Mayor Lightfoot has been running around the city claiming that schools are safe and ready to open and she has “a mountain of evidence” to prove it. That evidence is the MOA that she and her CPS team agreed to last year — the very same MOA they are refusing to agree to today. The layered mitigations that the mayor touts as successful — the layers she has yet to agree to for this fall — worked at a time when only 25% of our families returned their children to schools last winter and spring. Yet today, with 100% of our families returning, the mayor has rolled back those important layered mitigations, as Delta continues to spread. How does this make sense?
Needless to say, we left today’s bargaining session frustrated, bewildered and fearful about the mayor’s continued insistence on rolling back the layered mitigation protocols she agreed to last year, guardrails that made reopening in the spring safer.
The mayor wants to roll back 75 percent of the mitigation strategies in place last year, including:
- Social distancing. CPS agreed to six feet of social distancing last year. This year the district has only agreed to three feet and only “where possible.” That loophole means it won’t happen in many classrooms and we’ve already got our own evidence from members to prove it.
- Mandatory COVID testing. CPS has said it might test as few as 10 percent of eligible students which means we’ll never know the true spread of the virus throughout the district, which is exactly the point.
- Health screeners. CPS is relying on families to do their own screening at home and insists students’ presence at school means they’ve passed. That’s not just crazy, it’s dangerous.
CPS told us today they want members to get their remote instruction platforms ready, which means simultaneous instruction is coming and the district is too cheap to hire the additional staff to make it work for educators and students. The mayor has $4 billion at her disposal but she refuses to invest any of those funds in the staff we need to provide quality instruction — remote or in-person — to our students.
We also saw, once again, the mayor’s disregard for our special education students and the legal and moral obligations to serve them. In the event of the inevitable student quarantines, she believes we only need to provide 25 percent of the minutes and services to which special ed students are entitled.
As a parent and a teacher myself, the things CPS continues to assert at the table — and the mayor’s pronouncements in the press — simply make no sense.
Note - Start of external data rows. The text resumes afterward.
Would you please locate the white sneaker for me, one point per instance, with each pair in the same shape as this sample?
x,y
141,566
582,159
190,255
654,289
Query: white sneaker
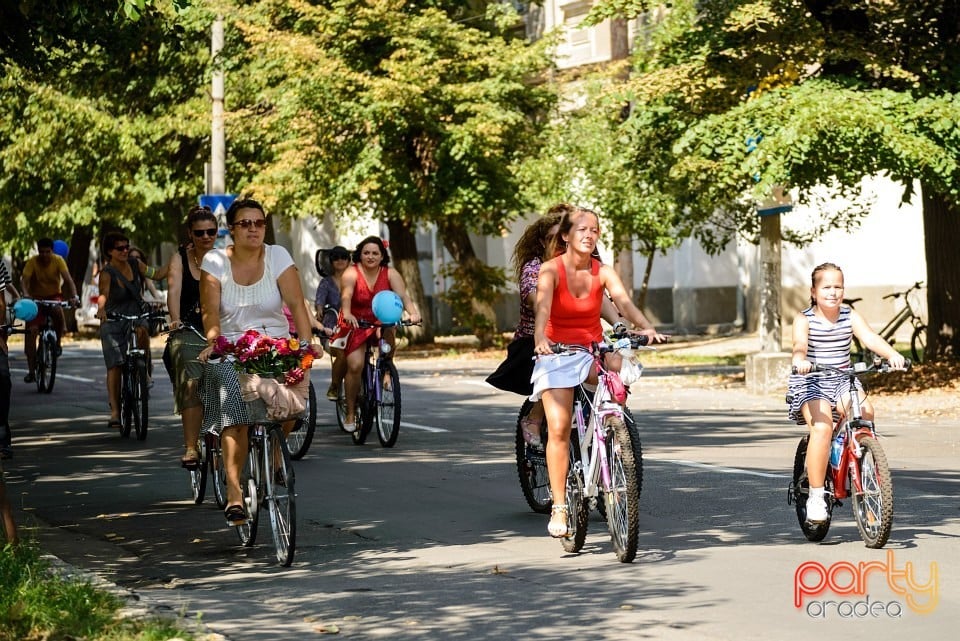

It’s clear that their primary concern is to reopen, to get students in seats, regardless of what happens down the road. With the Delta variant on the loose and without the proper, layered mitigation protocols we are demanding, that road is a dangerous one.
One thing is clear: our schools will not be ready for students on Aug. 30. We will continue to bargain every day but rational, logical arguments at the table don’t move Mayor Lightfoot. If they did, we wouldn’t be less than a week away from the first day of school without a signed safety agreement. We know what moves the mayor.
We need our members, parents, students and communities to begin speaking out and make their dissatisfaction heard. Demand a remote option for students and insist the mayor devote the resources and staffing to make it work. She has the money to do it.
Refer to our updated bargaining chart for more details on where we stand today. And continue signing and sharing our Invest in Schools petition.
We understand there is no way to be completely “safe” during a global pandemic. But by staying strong and united — and by building coalitions with our parents and communities — we can make our schools safer. That’s what our fight has always been about.